It Pays to be Cooperative with the Workplace Ombudsman
“No less than large corporate employers, small businesses have an obligation to meet minimum employment standards, and their employees, rightly have an expectation that this will occur. When it does not it will, normally be necessary to mark the failure by imposing an appropriate monetary sanction. Such a sanction must be imposed at a meaningful level”. (Judge Tracey in the Federal Court decision of Kelly v Fitzpatrick).
The Commonwealth Government is reaping rewards from prosecuting small businesses for underpaid wages and entitlements. As advised in a previous newsletter, over the past 2 years, the Workplace Ombudsman has recovered more than $52 million in employee wage underpayments. The majority of these recoveries resulted in penalties payable to the Commonwealth, usually in tens of thousands of dollars. Interestingly, it is not necessarily the quantum of the underpayment which will determine the size of the penalty, as the Courts will have regard to a number of factors including:
- The circumstances of the conduct;
- The size of the business;
- Whether the conduct was deliberate;
- Whether the employer took corrective preventative action;
- Whether the employer cooperated with the enforcement authorities; and
- The need for specific and general deterrence.
In two contrasting cases, one small business (a trucking business) incurred penalties of approximately $3,500 for underpayments totalling in excess of $95,000, whilst the other small business (a beautician business) incurred penalties of approximately $27,500 for underpayments totalling less of $6,000. It was held that neither employer had acted deliberately.

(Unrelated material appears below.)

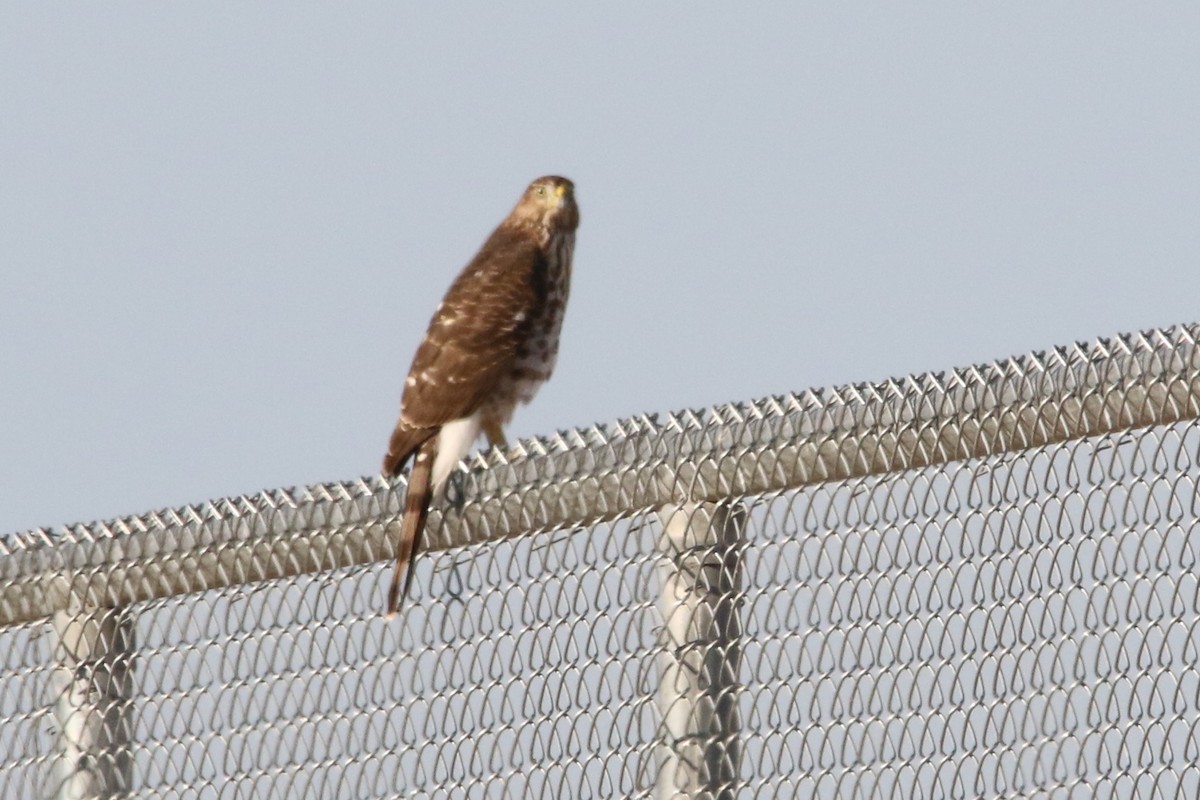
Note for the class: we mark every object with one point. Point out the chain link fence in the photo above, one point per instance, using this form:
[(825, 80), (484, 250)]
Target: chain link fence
[(973, 583)]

One was contrite and cooperated with the Workplace Ombudsman, whilst the other only paid after proceedings had been instituted. No prizes for guessing which employer cooperated.

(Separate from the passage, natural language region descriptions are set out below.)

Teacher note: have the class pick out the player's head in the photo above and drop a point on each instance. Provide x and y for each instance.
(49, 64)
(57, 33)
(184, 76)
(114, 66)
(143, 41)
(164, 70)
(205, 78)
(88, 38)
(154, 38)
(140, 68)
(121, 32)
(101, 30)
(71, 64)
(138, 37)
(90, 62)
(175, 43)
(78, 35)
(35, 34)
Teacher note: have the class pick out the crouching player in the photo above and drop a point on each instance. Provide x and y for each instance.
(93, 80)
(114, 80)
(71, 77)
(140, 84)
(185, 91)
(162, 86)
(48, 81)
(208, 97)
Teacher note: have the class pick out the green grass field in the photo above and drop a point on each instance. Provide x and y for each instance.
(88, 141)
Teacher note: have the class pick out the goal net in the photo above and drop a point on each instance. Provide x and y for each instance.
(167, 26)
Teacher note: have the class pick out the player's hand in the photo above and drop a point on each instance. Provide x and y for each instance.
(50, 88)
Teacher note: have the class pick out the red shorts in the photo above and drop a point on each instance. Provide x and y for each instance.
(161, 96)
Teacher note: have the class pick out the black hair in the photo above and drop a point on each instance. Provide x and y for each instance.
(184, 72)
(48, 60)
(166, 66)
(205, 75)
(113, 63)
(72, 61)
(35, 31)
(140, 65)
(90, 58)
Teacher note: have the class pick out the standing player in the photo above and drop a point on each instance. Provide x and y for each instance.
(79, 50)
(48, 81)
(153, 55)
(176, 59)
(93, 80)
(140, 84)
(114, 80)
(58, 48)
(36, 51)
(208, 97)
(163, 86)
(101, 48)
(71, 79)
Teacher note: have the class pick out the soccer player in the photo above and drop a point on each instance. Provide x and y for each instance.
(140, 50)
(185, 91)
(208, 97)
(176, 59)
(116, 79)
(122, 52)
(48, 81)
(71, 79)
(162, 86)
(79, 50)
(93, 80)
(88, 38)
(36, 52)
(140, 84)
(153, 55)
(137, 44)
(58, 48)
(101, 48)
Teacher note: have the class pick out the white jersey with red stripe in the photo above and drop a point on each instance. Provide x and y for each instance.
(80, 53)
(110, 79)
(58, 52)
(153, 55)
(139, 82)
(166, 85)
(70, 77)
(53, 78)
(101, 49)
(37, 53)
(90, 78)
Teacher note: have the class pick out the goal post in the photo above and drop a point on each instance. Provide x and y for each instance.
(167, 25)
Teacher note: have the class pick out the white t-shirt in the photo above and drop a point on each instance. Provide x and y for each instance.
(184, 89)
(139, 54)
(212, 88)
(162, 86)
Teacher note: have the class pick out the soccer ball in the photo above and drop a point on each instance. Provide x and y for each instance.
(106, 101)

In recent times the Workplace Ombudsman has been specifically targeting retailers. Should you receive a letter or a visit from the Workplace Ombudsman, it is advisable to be fully cooperative and to seek advice from MST as to any allegations of underpayment. Prevention, however, is obviously a better alternative to defending such allegations. If you pay wages and other entitlements which could be less than those prescribed by awards, the best preventative measure is to implement a collective agreement.